I didn’t want to confuse or frighten him, but I also didn’t want to lie.
“No, I lost my job,” I replied, wrapping an arm around his small shoulders as tears filled his eyes and his bottom lip quivered.
Though he didn’t totally understand the concept of being laid off, he knew that losing something was bad. “But it’s okay! I’ll find another job, and in the meantime, I get to spend more time with you,” I reassured him as brightly as possible.
Like millions of Americans who’ve been laid off in recent months, I got the call from my supervisor and the head of human resources one morning in March, just after firing up my computer.
I’d been working from home for a couple of weeks, and was finally settling into a routine of trying to parent a small child while juggling Zoom meetings, editing stories, and planning future issues of the trade magazine I worked for.
I’d seen news of layoffs, particularly in the media sector, for weeks. My sister was temporarily laid off from her entertainment industry job, and I knew several other folks who’d either been let go or were enduring furloughs and pay cuts.
According to Pew Research Center, unemployment rates grew from 6.2 million in February 2020 to 20.5 million in May 2020.
These historic job loss numbers — unequaled since the Great Depression — have left many parents not only struggling to pay the bills, but also with how to make their children understand a loss of employment without frightening them.
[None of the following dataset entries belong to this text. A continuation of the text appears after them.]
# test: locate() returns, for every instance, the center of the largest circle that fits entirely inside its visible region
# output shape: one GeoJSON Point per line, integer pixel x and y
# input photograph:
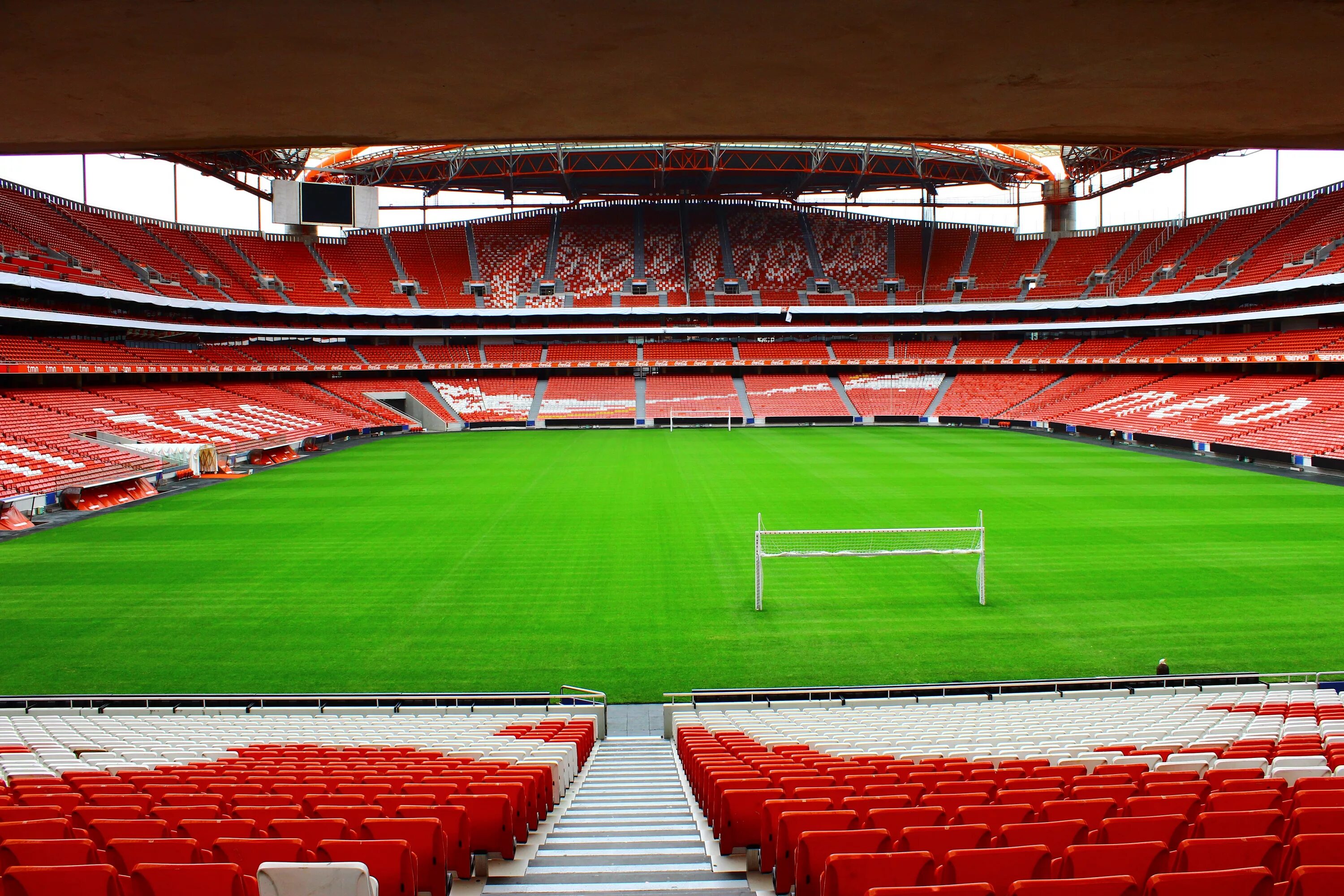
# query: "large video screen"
{"type": "Point", "coordinates": [327, 205]}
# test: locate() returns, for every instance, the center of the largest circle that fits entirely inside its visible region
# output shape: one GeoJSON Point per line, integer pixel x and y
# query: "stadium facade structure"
{"type": "Point", "coordinates": [1219, 332]}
While I’m certainly one of the lucky ones (I received a modest severance, I’m able to freelance, and I have a spouse who’s still employed full-time) there’s still a level of uncertainty and fear that comes with a job loss. And while I was processing those feelings, my child was experiencing his own version of these same worries.
One of the most important ways I have helped my son understand is by being honest with him.
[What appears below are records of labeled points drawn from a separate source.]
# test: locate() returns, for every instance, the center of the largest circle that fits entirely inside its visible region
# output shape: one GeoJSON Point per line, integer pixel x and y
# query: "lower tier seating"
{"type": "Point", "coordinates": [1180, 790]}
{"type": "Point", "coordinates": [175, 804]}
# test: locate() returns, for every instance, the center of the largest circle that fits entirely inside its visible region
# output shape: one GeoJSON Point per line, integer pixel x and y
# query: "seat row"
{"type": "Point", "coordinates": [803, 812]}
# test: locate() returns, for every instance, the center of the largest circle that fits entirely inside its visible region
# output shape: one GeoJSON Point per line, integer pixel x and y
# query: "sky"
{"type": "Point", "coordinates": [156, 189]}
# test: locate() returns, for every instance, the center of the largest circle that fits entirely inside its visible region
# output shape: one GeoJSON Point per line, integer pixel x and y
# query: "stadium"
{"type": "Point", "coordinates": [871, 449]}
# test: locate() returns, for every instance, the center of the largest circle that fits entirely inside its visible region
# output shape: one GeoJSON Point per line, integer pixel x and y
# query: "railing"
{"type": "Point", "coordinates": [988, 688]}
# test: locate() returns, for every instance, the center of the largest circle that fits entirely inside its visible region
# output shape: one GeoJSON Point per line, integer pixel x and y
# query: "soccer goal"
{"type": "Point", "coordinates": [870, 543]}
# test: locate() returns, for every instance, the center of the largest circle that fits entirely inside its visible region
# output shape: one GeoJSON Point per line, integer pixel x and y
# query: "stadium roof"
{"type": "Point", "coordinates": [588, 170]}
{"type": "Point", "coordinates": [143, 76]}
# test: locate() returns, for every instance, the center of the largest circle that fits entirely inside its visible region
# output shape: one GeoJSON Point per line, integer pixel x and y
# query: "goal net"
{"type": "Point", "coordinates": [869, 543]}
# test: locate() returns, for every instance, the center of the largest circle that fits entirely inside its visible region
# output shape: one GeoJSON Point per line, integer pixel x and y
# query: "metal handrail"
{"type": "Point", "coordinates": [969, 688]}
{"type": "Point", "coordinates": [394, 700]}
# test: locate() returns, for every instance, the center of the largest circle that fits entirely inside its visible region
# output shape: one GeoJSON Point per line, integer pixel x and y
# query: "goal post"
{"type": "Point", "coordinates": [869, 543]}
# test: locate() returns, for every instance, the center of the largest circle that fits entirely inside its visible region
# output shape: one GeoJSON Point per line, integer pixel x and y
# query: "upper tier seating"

While I don’t divulge my fears or concerns about losing my job, I’ve made it clear to him that I will not be returning to my previous employer, and that sometimes people are let go from their jobs through no fault of their own.
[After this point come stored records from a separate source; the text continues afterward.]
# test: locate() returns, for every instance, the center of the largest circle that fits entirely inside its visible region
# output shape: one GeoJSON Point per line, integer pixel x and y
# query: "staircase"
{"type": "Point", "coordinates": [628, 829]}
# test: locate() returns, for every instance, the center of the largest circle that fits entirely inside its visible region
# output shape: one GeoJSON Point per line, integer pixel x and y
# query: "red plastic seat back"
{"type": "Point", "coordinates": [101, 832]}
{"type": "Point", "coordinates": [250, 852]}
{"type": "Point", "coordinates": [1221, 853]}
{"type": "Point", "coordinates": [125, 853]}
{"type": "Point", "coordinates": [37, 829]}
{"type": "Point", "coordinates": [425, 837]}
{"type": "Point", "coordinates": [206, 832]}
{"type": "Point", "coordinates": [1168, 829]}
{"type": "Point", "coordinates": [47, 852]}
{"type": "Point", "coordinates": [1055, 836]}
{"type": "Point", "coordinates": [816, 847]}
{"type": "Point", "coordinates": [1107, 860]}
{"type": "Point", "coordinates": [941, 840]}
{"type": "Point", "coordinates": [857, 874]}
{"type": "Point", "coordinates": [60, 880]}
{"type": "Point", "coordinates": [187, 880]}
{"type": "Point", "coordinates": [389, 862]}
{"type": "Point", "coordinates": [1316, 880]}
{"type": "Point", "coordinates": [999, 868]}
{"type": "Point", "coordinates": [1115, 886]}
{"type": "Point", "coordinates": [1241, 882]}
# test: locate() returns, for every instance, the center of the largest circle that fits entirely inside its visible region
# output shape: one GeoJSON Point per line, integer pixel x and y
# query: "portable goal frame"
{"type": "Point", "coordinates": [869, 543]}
The key is to be open in an age-appropriate way — for my son, a simple explanation sufficed, but for older children, parents may need to provide additional details, such as explaining how cost-cutting measures lead to layoffs.
I immediately followed that honesty with plenty of reassurance, letting my son know there’s nothing to worry about. We will still live in the same house, he’ll still go to the same school, and we will be fine.
But at the same time, I wanted to remain realistic, telling him it was important that we’re careful with our money — a lesson I want to impart on him regardless of my employment status.
While it was tempting to spend our days playing and watching television, I knew maintaining a routine was critical to demonstrate to my son that this job loss didn’t change our family’s life.
Just as we had before, we maintained our usual schedule: wake-up time, meals, bedtime.
I kept my same daytime work hours, for the most part, using the time at my designated home workspace to write freelance pieces, apply for jobs, and fill out unemployment paperwork. And my son sits nearby, playing with toys or working on preschool projects.
Sure, we take more breaks than I would on the clock in a regular office, but that’s one of the perks of no longer having a boss.
This brings me to my final strategy for helping my son through this transition in our family’s life: seeing the upside to being downsized.
In my previous job, I often had to travel out of state for conferences and trade shows, and I sometimes had to work weekends and evenings for special events. Those days and hours away from home were always tough for my son, who struggled with my absence, often crying for me to come home during our daily FaceTime sessions.
Now, I explained, mom no longer has to go on work trips. When I travel, it’s most likely going to be with him and his dad.
And unlike with my previous job, I’m more able to turn off my work mode at the end of each day and week. Sure, I still check my email after hours, but not with the same compulsion fueled by fear of being out of the loop with my colleagues.
Losing my job wasn’t something I expected to face, and unemployment certainly wasn’t an issue I imagined I’d have to help my small child understand.
But helping him comprehend my layoff has allowed me to process the loss of my job, too.
As I offer him reassurance that we’ll be okay and point out the silver linings of this situation, I’m reminding myself of these truths, too.